__collisionsTest__ is a brute force hash analyzer
which will measure a 64-bit hash algorithm's collision rate
by generating billions of hashes,
and comparing the result to an "ideal" target.

The test requires a very large amount of memory.
By default, it will generate 24 billion of 64-bit hashes,
requiring __192 GB of RAM__ for their storage.
The number of hashes can be modified using command `--nbh=`.
Be aware that testing the collision ratio of 64-bit hashes
requires a very large amount of hashes (several billion) for meaningful measurements.

To reduce RAM usage, an optional filter can be requested, with `--filter`.
It reduces the nb of candidates to analyze, hence associated RAM budget.
Note that the filter itself requires a lot of RAM
(32 GB by default, can be modified using `--filterlog=`,
a too small filter will not be efficient, aim at ~2 bytes per hash),
and reading and writing into filter cost a significant CPU budget,
so this method is slower.
It also doesn't allow advanced analysis of partial bitfields,
since most hashes will be discarded and not stored.

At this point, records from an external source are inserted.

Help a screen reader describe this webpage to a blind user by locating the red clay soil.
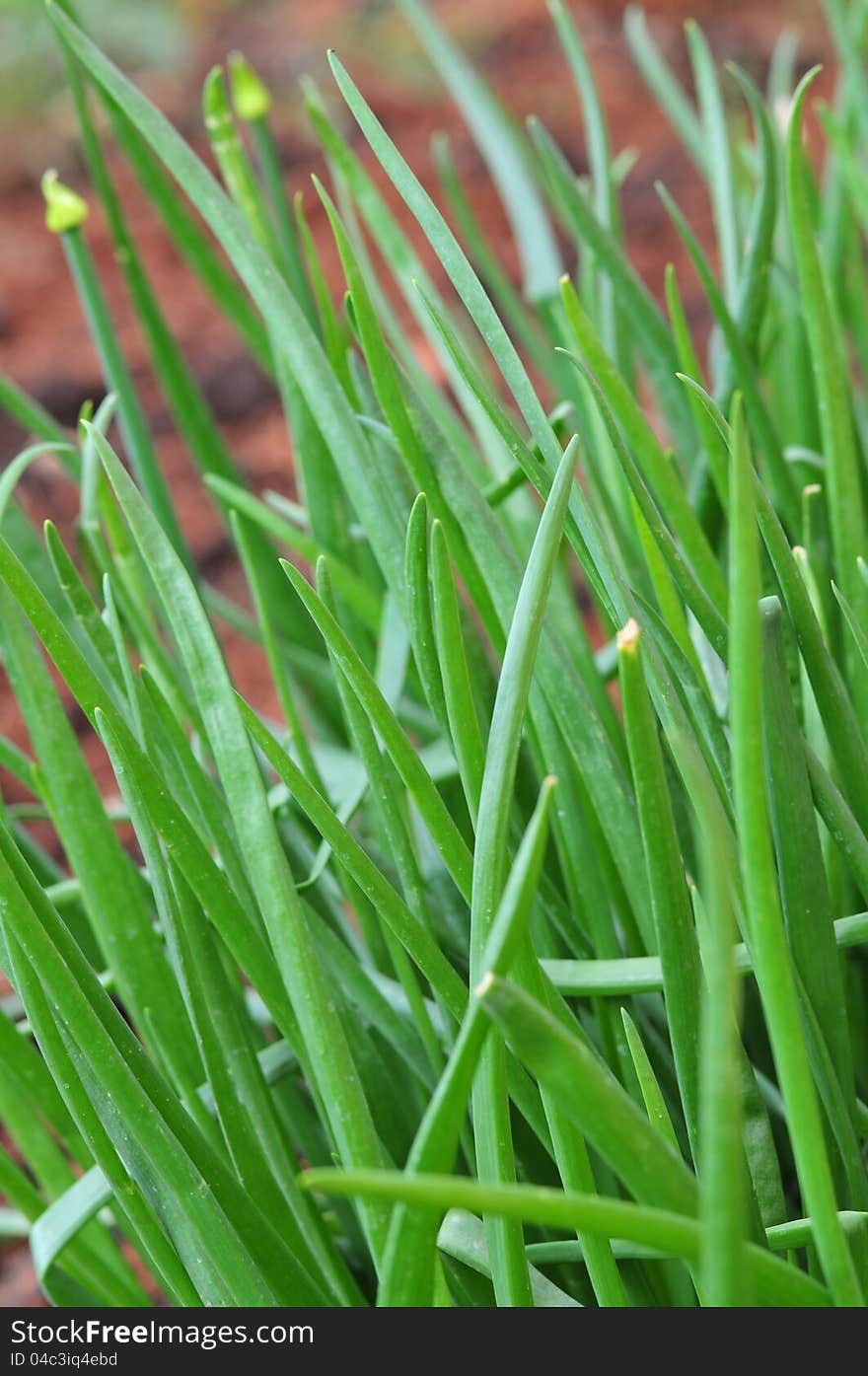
[0,0,827,1304]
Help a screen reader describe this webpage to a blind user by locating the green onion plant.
[0,0,868,1307]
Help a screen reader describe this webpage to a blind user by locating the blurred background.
[0,0,830,1306]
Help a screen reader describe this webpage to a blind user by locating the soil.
[0,0,829,1304]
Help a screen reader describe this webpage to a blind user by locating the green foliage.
[0,0,868,1307]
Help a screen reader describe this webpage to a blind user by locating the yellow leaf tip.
[617,616,642,654]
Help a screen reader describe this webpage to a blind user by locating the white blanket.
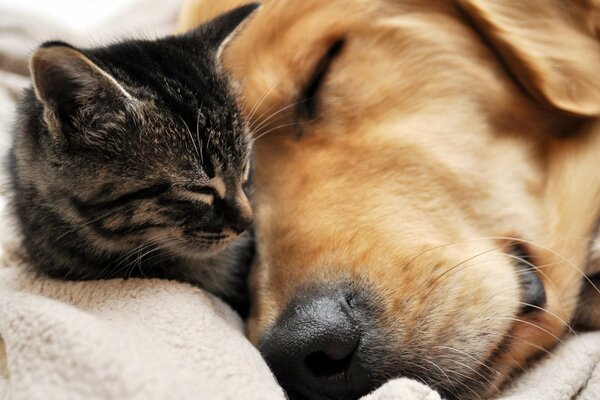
[0,0,600,400]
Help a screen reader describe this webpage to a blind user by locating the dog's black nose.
[260,290,369,400]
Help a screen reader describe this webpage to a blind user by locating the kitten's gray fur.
[10,4,257,314]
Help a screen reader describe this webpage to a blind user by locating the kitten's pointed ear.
[192,3,261,58]
[29,42,131,133]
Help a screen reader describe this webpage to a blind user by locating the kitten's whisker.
[254,121,310,142]
[196,106,204,165]
[247,79,281,121]
[252,100,302,133]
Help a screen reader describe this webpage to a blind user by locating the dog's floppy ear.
[457,0,600,116]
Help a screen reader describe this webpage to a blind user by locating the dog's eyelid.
[297,38,346,120]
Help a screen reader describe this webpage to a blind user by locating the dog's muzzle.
[259,288,370,400]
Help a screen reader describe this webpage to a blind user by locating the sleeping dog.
[181,0,600,399]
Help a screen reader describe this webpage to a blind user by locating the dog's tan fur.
[180,0,600,397]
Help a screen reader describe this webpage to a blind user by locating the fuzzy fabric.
[0,0,600,400]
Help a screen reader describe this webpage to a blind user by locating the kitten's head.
[23,4,257,256]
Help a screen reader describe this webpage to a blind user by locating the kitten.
[9,4,258,312]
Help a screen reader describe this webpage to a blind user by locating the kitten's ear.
[195,3,261,59]
[29,42,132,138]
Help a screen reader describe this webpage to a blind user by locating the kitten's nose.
[260,291,369,400]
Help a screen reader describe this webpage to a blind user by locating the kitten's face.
[25,4,252,257]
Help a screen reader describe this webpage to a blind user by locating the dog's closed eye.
[510,243,546,314]
[297,38,345,120]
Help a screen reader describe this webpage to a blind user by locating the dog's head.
[182,0,600,399]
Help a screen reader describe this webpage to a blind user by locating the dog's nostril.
[260,290,369,399]
[304,351,354,377]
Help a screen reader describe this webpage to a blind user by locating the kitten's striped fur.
[10,5,257,312]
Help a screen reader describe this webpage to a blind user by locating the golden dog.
[180,0,600,399]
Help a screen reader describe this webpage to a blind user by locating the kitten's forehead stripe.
[86,37,249,178]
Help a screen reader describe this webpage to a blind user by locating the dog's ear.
[457,0,600,116]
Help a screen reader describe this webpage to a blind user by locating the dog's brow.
[297,38,346,120]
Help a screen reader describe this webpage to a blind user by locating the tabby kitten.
[9,4,258,312]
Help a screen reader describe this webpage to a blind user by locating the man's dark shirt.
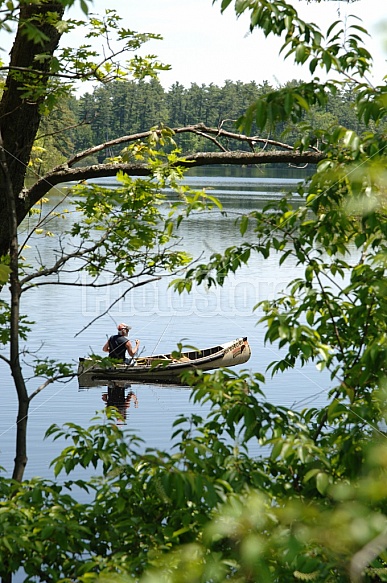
[109,334,129,361]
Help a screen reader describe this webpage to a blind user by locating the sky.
[68,0,387,89]
[0,0,387,93]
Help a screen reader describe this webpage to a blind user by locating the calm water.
[0,171,327,478]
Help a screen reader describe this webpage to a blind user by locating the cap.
[117,324,131,330]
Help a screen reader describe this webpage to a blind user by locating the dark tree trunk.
[0,0,64,256]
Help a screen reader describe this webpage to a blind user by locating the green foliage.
[0,0,387,583]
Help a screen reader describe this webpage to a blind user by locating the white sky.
[0,0,387,92]
[72,0,387,89]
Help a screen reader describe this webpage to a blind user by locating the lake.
[0,169,328,478]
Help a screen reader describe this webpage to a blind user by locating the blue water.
[0,170,328,478]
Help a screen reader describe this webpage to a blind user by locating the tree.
[0,0,387,583]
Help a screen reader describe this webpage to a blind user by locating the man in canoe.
[102,324,140,362]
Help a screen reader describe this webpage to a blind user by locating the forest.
[34,79,365,172]
[0,0,387,583]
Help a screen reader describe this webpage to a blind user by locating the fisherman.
[102,324,140,362]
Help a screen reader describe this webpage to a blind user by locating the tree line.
[34,79,372,172]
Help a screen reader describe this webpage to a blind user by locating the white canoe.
[78,337,251,387]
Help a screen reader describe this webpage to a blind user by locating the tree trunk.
[0,0,64,256]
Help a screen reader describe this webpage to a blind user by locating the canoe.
[78,337,251,387]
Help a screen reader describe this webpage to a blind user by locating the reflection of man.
[102,384,138,419]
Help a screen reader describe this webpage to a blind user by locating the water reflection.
[102,383,138,425]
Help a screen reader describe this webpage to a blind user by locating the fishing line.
[151,314,173,356]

When using the filter, the RAM budget consists of the filter and a list of candidates,
which will be a fraction of the original hash list.
Using default settings (24 billion hashes, 32 GB filter),
the number of potential candidates should be reduced to less than 2 billion,
requiring ~14 GB for their storage.
Such a result also depends on hash algorithm's efficiency.
The number of effective candidates is likely to be lower, at ~ 1 billion,
but storage must allocate an upper bound.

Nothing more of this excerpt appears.